Before I get into today’s festivities, it should be noted from yesterday’s comments. I, too, remember those words from Lamar Alexander, and it was a good speech. That guy outperformed his street cred. And jz, I noticed your sister’s name in the program and wondered if that was her – since the home was “Fredericksburg, VA.” – and it turns out I was right. Congrats to “wz.”

But speaking of festivities, the graduation fun doesn’t end with a two-face sunburn and an extreme longing for water. Later on that evening, the fam, the grad, the wife, and the blogger had a nice dinner at the restaurant of the grad’s choice. It should be noted that the grad eats at Panera Bread about 39.2 times per week. I’m not kidding. You would think that she works there. And that could come in handy if you ran out of cream cheese – she could just go into the backroom for you.

So fully expecting a tough decision of whether to go with soup or salad to complete my Pick Two, I was pleasantly surprised to find out that Panera Bread (an anagram for “ER Panda Bear) was not on the menu. Instead, we headed north to Ballston to diner at the one-stop gooified dinner shop – The Melting Pot.

Now the title makes sense, doesn’t it?

For those who haven’t, going to the Melting Pot is a completely different dining experience that any other restaurant. Two reasons – fondue is a cuisine that requires you to do the majority of the food preparation, and also they give you long pointy sticks with which to maneuver. If you can melt it, it can be a course at a fondue place. Granted, most eateries of this variety stick with the cheese, wine, and chocolate families of fondue, but why not customer-suggested items? Caramel? Peanut Butter? Frosting? Why not?

Do be sure to pay attention to what the waiter tells you at the outset. Fondue rookies can find themselves in a pretty precarious place if they don’t know what’s going on. Fondue Pointy Sticks could get mixed up, the bottom of the fondue pot could be littered with bread wreckage that slid off said sticks, and you can get so flustered trying to remember which cheese is which that you end up trying to cook that piece of apple in your water glass. It’s hectic, I know, but it’s worth it.

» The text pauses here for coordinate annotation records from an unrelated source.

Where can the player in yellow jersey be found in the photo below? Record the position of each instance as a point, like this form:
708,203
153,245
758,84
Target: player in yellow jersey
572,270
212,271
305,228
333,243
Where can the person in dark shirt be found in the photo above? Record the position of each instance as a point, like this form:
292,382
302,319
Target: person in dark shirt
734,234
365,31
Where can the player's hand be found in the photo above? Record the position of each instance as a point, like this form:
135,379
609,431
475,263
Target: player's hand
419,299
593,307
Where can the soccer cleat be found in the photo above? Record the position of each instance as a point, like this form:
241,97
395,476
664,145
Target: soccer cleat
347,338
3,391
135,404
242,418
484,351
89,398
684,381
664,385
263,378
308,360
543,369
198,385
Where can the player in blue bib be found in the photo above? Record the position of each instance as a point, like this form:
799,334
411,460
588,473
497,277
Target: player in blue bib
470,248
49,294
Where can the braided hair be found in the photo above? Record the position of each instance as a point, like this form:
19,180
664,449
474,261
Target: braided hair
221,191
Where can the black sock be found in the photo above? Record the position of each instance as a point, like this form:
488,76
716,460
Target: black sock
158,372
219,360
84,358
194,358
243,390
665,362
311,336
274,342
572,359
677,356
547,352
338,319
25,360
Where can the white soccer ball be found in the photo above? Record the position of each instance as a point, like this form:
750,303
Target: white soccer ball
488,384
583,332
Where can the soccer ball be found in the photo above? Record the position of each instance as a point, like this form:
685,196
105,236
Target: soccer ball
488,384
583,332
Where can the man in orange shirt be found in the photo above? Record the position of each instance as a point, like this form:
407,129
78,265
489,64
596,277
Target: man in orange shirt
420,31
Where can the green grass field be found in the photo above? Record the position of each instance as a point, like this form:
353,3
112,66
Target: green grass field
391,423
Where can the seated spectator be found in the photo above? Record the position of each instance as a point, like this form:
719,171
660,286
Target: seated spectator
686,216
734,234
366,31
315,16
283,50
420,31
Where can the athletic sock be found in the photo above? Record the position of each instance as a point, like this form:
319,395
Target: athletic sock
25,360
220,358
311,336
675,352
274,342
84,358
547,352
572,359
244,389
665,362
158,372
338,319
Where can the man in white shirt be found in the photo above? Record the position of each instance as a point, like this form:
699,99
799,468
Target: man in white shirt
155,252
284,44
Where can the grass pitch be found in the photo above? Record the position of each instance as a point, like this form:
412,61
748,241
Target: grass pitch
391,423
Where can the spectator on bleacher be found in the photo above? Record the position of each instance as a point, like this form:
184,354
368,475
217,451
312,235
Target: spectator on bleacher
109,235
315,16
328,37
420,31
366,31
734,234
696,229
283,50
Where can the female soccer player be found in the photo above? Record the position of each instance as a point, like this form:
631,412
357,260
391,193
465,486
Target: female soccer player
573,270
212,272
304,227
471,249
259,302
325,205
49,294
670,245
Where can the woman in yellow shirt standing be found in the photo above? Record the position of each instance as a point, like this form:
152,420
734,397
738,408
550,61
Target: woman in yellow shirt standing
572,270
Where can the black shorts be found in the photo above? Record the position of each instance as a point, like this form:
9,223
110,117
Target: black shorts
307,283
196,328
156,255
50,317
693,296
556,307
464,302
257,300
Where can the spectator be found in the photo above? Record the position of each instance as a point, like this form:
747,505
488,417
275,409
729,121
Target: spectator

Also, from personal experience, there’s a minor element of dining karma at play here. The waiter has to go to such lengths to make sure everyone knows what’s going on and that the fondue dipping selections are expertly mixed and prepared that the back-end of the service might skew awry. Eating such a hot meal requires several refills of the old water glass (assuming it’s apple-free).
And in cramped quarters, such a protocol may prove quite difficult. That’s the only way I can explain getting hit by about 6 ice cubes down my back mid-shrimp-poke. And when a water glass came crashing down on the table due to dining karma, I just figured it was because the busboy wanted everyone in on the action. Maybe we were to celebrate the new graduate by dumping icy water on her head after a job well done, just like on the football field sidelines…

…except fondue dinners take more time than a football game.


If I were in charge of the Melting Pot, (the Best Company Ever is looking to diversify, after all), I think I would add an element of surprise to a fondue feast. Now you see, a dessert tray comes with many offerings to dip in goo, but no item tasted better than the small square of pound cake. Unfortunately, there’s only two cubes to go around. And since everyone’s been practicing with the sharp pointy sticks for the last three hours, there should be a civilized way to decide who gets to dine on the pound cake.

My vote is for fondue fencing.

1 comment:

Anonymous said...

First and foremost, there is nothing wrong with eating panera enough to know the help: you get free meals this way! Secondly, I object to having icy cold water poured over my head. I did appreciate the company and am glad you were able to join me!